Using import clr in IronPython is a clever way to add in .NET decoration of python types; we could probably add that, so that Ruby strings automatically have Java String methods.
My opinions are sour grapes, perhaps...but I could do almost all of the non-IDE stuff in a screencast of my own. The IDE stuff will come soon. It's still a very nice demo, and kudos to Jim for what IronPython has become. I'm impressed.
I think it's safe to say that we're behind IronPython on having a fast, well-integrated implementation (a detriment of the legacy code from the original port) but way ahead on completeness and compatibility with C Ruby (a benefit of the legacy code from the original port). The IDE stuff is not yet as nice for us, even counting the Eclipse-based RDT. NetBeans and Eclipse are in many ways not as nice as Visual Studio, so there's some additional catchup to do there.
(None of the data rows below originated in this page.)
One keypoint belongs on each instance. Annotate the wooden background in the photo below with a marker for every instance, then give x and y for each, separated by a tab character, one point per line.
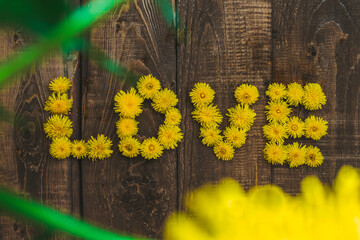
224	43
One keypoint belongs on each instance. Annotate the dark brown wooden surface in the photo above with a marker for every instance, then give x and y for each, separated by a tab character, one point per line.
224	43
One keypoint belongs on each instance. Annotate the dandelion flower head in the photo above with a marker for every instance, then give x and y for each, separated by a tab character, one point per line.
99	148
314	96
276	91
172	117
164	100
60	85
151	148
126	127
129	147
296	154
58	104
235	136
169	136
207	116
295	127
128	104
224	151
202	94
60	148
295	94
210	136
315	127
148	86
277	112
246	94
275	132
79	149
313	157
275	153
58	126
242	117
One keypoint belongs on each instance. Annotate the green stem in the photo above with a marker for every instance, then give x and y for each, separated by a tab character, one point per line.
15	205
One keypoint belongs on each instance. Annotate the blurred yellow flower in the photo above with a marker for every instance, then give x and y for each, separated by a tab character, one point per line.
246	94
224	151
207	116
164	100
129	147
242	117
58	126
79	149
60	148
210	136
202	94
151	148
314	96
276	91
296	154
148	86
295	93
99	148
315	127
60	85
169	136
235	136
58	104
128	104
314	157
275	153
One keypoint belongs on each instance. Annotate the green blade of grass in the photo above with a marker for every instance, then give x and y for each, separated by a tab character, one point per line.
71	27
54	220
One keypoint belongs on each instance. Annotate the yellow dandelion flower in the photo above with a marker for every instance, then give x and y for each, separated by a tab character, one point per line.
202	94
314	96
224	151
151	148
276	91
246	94
277	112
207	116
129	147
295	94
275	132
314	157
58	126
148	86
275	153
60	148
128	104
235	136
126	127
296	154
58	104
295	127
172	117
79	149
99	148
60	85
242	117
315	127
210	136
164	100
169	136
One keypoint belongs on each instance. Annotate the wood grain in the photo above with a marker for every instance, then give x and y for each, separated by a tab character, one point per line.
318	41
132	195
225	44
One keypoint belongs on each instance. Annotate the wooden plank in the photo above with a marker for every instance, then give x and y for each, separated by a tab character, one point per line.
132	195
319	41
25	163
226	43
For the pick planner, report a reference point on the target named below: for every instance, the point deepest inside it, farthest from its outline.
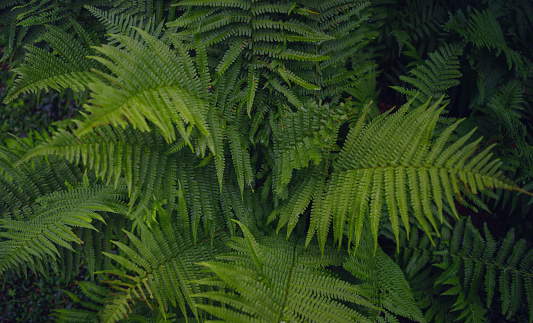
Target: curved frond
(271, 281)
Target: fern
(211, 124)
(406, 174)
(68, 67)
(145, 90)
(438, 74)
(275, 281)
(483, 30)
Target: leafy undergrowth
(33, 298)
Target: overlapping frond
(35, 241)
(393, 162)
(483, 263)
(294, 50)
(149, 81)
(158, 267)
(483, 30)
(438, 73)
(66, 67)
(269, 280)
(385, 279)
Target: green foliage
(219, 170)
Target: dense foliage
(240, 160)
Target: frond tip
(287, 284)
(394, 162)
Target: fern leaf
(288, 283)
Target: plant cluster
(231, 163)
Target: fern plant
(219, 171)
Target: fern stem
(288, 284)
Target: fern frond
(66, 67)
(385, 279)
(36, 241)
(504, 267)
(271, 280)
(159, 265)
(145, 86)
(439, 73)
(389, 163)
(483, 29)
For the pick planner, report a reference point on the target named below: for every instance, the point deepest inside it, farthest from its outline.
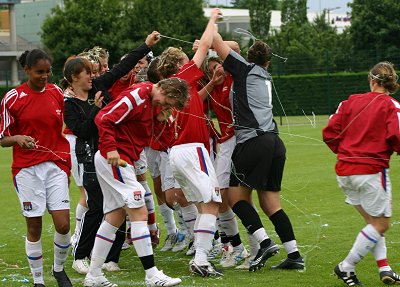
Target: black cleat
(291, 264)
(349, 278)
(389, 277)
(61, 278)
(262, 255)
(208, 270)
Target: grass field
(324, 225)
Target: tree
(179, 19)
(375, 24)
(260, 16)
(83, 24)
(294, 11)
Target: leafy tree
(83, 24)
(260, 16)
(294, 11)
(375, 23)
(179, 19)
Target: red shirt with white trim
(364, 132)
(222, 107)
(125, 124)
(189, 124)
(41, 116)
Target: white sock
(34, 254)
(204, 234)
(189, 215)
(168, 217)
(102, 244)
(141, 238)
(260, 235)
(380, 255)
(228, 223)
(61, 248)
(365, 242)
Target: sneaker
(155, 237)
(98, 281)
(81, 266)
(169, 242)
(192, 249)
(349, 278)
(262, 256)
(291, 264)
(389, 277)
(216, 250)
(182, 242)
(227, 251)
(207, 270)
(160, 279)
(237, 256)
(61, 278)
(125, 246)
(111, 267)
(246, 263)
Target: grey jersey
(251, 98)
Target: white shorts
(223, 162)
(158, 163)
(76, 168)
(141, 164)
(372, 191)
(119, 185)
(192, 168)
(42, 186)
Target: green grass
(325, 227)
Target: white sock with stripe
(34, 254)
(102, 244)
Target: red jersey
(41, 116)
(222, 107)
(189, 124)
(125, 124)
(364, 132)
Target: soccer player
(364, 132)
(259, 156)
(128, 120)
(32, 122)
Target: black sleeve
(236, 65)
(81, 126)
(105, 81)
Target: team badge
(137, 195)
(27, 205)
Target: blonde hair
(385, 76)
(169, 60)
I'd like to know how folks out there feel about our approach to JRuby, working to make it a drop-in replacement for C Ruby so it can take advantage of all the libraries and applications out there. As far as I know, neither Jython nor IronPython can actually run most of the major Python applications, and certainly nothing as complicated as Rails. Our choice has made some things harder, but I think the value of making Ruby work on the JVM would be greatly diluted if you couldn't run real Ruby apps.
FWIW, I've had a long-standing task to do a nice screencast like this for JRuby using Swing and other libraries, and I dir a very similar UI demo for JavaOne. Hopefully soon I'll have time to do a longer, fancier one.